Behalve de grootte van de belasting zelf kan ook sprake zijn van specifieke, daarmee verband houdende eisen. Als naast of op de tunnel in de toekomst een bouwwerk wordt gerealiseerd kunnen in de vraagspecificatie eventuele eisen worden opgenomen over belastingen op de tunnel door ontgravingen, waterstandsverlagingen, bouwkuipaansluitingen, afstempelingen.

Specifieke bovenbelasting

Als op de tunnel een gebouw wordt gerealiseerd moet naast de directe belasting van dat gebouw ook rekening worden gehouden met belastingen tijdens de bouw.

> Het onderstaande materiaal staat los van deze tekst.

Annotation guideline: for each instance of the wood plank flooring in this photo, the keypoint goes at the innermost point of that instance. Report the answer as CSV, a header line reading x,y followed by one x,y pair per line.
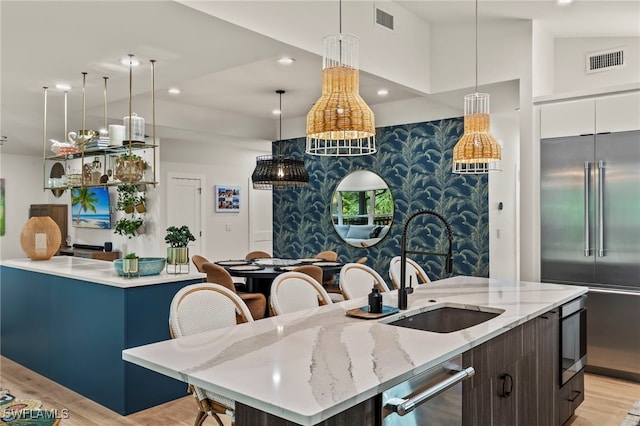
x,y
606,402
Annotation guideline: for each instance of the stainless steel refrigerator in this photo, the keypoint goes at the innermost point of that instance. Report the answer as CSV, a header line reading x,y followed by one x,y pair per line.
x,y
590,235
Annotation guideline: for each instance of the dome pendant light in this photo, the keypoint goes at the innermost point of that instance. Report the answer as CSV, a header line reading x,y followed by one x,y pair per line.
x,y
340,123
477,151
277,171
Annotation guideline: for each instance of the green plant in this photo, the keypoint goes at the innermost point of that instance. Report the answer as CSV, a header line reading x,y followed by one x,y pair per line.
x,y
128,227
179,237
128,197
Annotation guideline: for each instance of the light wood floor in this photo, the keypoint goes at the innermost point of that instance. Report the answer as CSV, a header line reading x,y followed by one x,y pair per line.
x,y
606,402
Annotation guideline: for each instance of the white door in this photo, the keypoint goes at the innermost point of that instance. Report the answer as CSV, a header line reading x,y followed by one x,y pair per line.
x,y
184,204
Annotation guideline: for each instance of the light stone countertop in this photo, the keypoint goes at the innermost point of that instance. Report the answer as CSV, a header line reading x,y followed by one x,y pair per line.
x,y
97,271
309,365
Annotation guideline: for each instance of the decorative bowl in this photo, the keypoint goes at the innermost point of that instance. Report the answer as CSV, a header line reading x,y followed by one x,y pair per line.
x,y
146,266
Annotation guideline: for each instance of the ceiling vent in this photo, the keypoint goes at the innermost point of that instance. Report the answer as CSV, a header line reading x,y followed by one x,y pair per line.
x,y
384,19
605,60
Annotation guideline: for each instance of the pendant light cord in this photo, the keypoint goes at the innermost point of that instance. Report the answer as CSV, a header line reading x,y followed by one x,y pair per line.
x,y
476,46
280,92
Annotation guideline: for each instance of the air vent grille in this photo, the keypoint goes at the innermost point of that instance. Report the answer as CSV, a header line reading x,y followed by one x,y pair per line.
x,y
605,61
385,19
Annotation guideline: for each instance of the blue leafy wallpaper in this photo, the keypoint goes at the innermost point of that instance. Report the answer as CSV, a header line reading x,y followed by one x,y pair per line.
x,y
415,161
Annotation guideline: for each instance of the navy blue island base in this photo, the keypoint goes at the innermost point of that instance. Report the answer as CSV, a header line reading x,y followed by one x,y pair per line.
x,y
74,331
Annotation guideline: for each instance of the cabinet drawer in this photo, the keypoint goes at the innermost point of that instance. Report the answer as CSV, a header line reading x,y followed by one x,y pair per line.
x,y
570,397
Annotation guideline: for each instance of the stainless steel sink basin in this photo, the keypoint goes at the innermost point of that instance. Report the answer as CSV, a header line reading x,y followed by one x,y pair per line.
x,y
447,319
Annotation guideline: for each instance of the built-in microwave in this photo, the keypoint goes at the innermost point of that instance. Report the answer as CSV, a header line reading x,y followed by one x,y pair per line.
x,y
573,338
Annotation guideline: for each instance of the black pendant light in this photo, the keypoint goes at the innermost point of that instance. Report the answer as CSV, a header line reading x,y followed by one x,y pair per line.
x,y
277,171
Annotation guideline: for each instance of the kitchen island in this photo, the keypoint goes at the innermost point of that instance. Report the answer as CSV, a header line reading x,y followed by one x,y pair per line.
x,y
308,366
69,319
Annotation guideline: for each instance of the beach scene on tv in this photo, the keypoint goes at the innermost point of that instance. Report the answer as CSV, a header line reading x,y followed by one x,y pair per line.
x,y
90,208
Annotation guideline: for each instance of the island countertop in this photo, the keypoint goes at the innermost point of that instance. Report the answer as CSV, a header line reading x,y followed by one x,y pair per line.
x,y
97,271
309,365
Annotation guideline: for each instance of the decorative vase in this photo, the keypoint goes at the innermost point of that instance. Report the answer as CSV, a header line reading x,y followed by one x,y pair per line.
x,y
40,238
177,259
129,170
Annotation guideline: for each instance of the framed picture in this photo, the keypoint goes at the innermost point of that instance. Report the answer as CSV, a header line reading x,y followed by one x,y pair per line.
x,y
227,198
90,208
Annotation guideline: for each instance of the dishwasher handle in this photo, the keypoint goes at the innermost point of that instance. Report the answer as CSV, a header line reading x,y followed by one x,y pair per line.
x,y
404,406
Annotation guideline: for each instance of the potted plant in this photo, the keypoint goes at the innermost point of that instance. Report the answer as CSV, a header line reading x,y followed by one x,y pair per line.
x,y
128,227
140,204
130,264
178,239
129,168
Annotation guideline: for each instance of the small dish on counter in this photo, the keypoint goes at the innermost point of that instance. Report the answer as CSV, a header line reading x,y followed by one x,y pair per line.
x,y
146,266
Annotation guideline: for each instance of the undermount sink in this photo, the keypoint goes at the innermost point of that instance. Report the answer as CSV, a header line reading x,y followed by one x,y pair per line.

Eis 3.3.1.2 van OVS00201 [24] vermeldt dat eventuele overbouwing van de tunnel geen invloed mag hebben op de tunnelconstructie. Hierbij dient ook rekening te worden gehouden met mogelijkheden van latere ontgravingen boven of naast de tunnel. Ook zettingsgedrag van grondlagen onder het funderingsniveau van bouwblokken kunnen invloed hebben op de tunnel.

Zoals eerder opgemerkt wordt grootschalige bebouwing op of boven een verkeerstunnel momenteel door Rijkswaterstaat niet toegestaan.